Last week local news around here reported on a controversy in Delaware county. It seems the county commissioners have been opening their meetings with a Christian specific prayer.
Here is a report on the dispute. As you watch, it try and figure out who is not understanding the “spirit” or history of the 1st amendment:
It seems that Delaware County Prosecutor David Yost is the one not understanding what separation of church and state means. It doesn’t mean “scrubbing the name God from every inch of the public arena” and doesn’t only mean the government can’t establish a state religion.
Separation of church and state means government neutrality in religious matters. Saying a prayer to Jesus is not being neutral.
The 1st amendment only applies to actions by the government NOT about all expressions in public. If the commissioners want to say a prayer they can, but should do it outside their duties as commissioners. They can gather “round the pole” say their prayer then enter the meeting room and start the meeting.
Such actions may not be illegal as such but it tells me that OUR government believes that Christian adherents are more valuable, and all others are less valuable, members of the political community.
Is that really the message we want OUR government to support – that one segment of people is more valuable than all others?

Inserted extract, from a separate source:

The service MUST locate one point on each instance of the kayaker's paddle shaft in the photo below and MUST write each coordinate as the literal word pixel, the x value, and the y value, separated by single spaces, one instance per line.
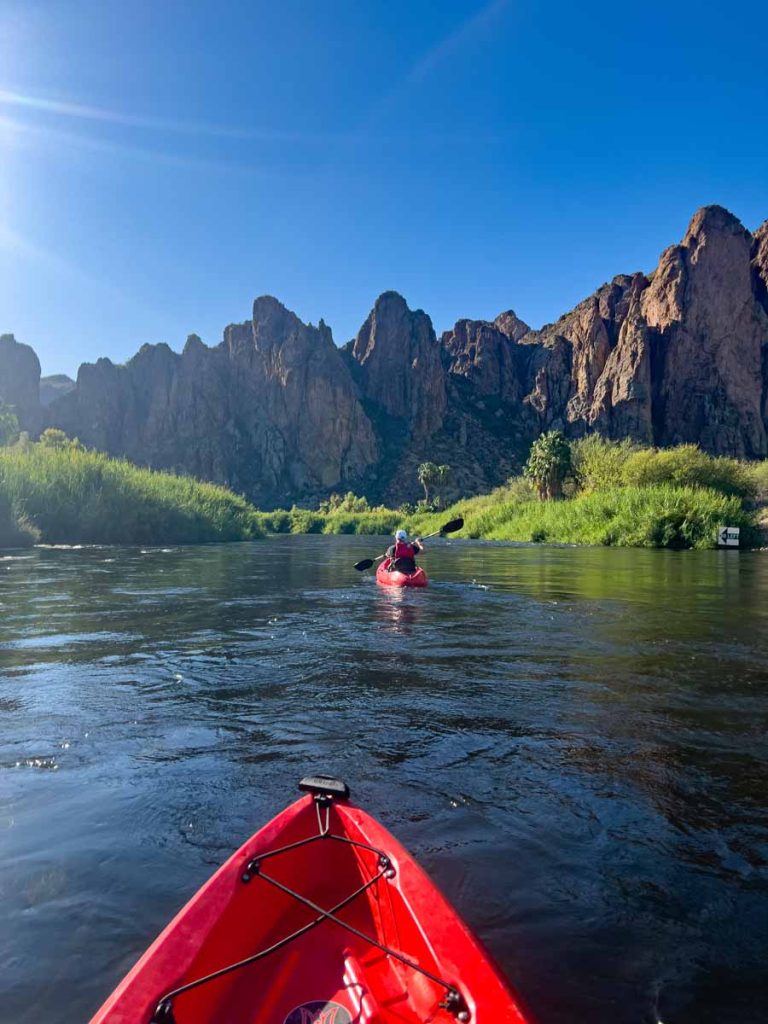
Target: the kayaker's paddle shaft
pixel 380 942
pixel 450 527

If a public servant can’t see or understand the harm they are doing then I have to question their judgement in all other areas.
In my last post I mentioned the ignorant comments made by Representative Bill Sali (R-Idaho) concerning Hindu prayer being offered in the Senate and a Muslim member of the House of Representatives.
In his comments he said:
“We have not only a Hindu prayer being offered in the Senate, we have a Muslim member of the House of Representatives now, Keith Ellison from Minnesota. Those are changes — and they are not what was envisioned by the Founding Fathers,” asserts Sali.
Well it seems some members of the Founding Fathers needed to respond.
I almost shudder at the thought of alluding to the most fatal example of the abuses of grief which the history of mankind has preserved – the Cross. Consider what calamities that engine of grief has produced!
John Adams – Letter to Thomas Jefferson
History, I believe, furnishes no example of a priest ridden people maintaining a free civil government. This marks the lowest grade of ignorance of which their civil as well as religious leaders will avail themselves for their own purposes.
Thomas Jefferson – Letter to Alexander von Humboldt December 6, 1813
The experience of the United States is a happy disproof of the error so long rooted in the unenlightened minds of well-meaning Christians, as well as in the corrupt hearts of persecuting usurpers, that without a legal incorporation of religious and civil polity, neither could be supported. A mutual independence is found most friendly to practical Religion, to social harmony, and to political prosperity.
James Madison – Letter to F.L. Schaeffer, December 3, 1821
Those three men would know better than Bill Sali what the Constitution means as they helped create it. It shows how ignorant Sali’s comments were.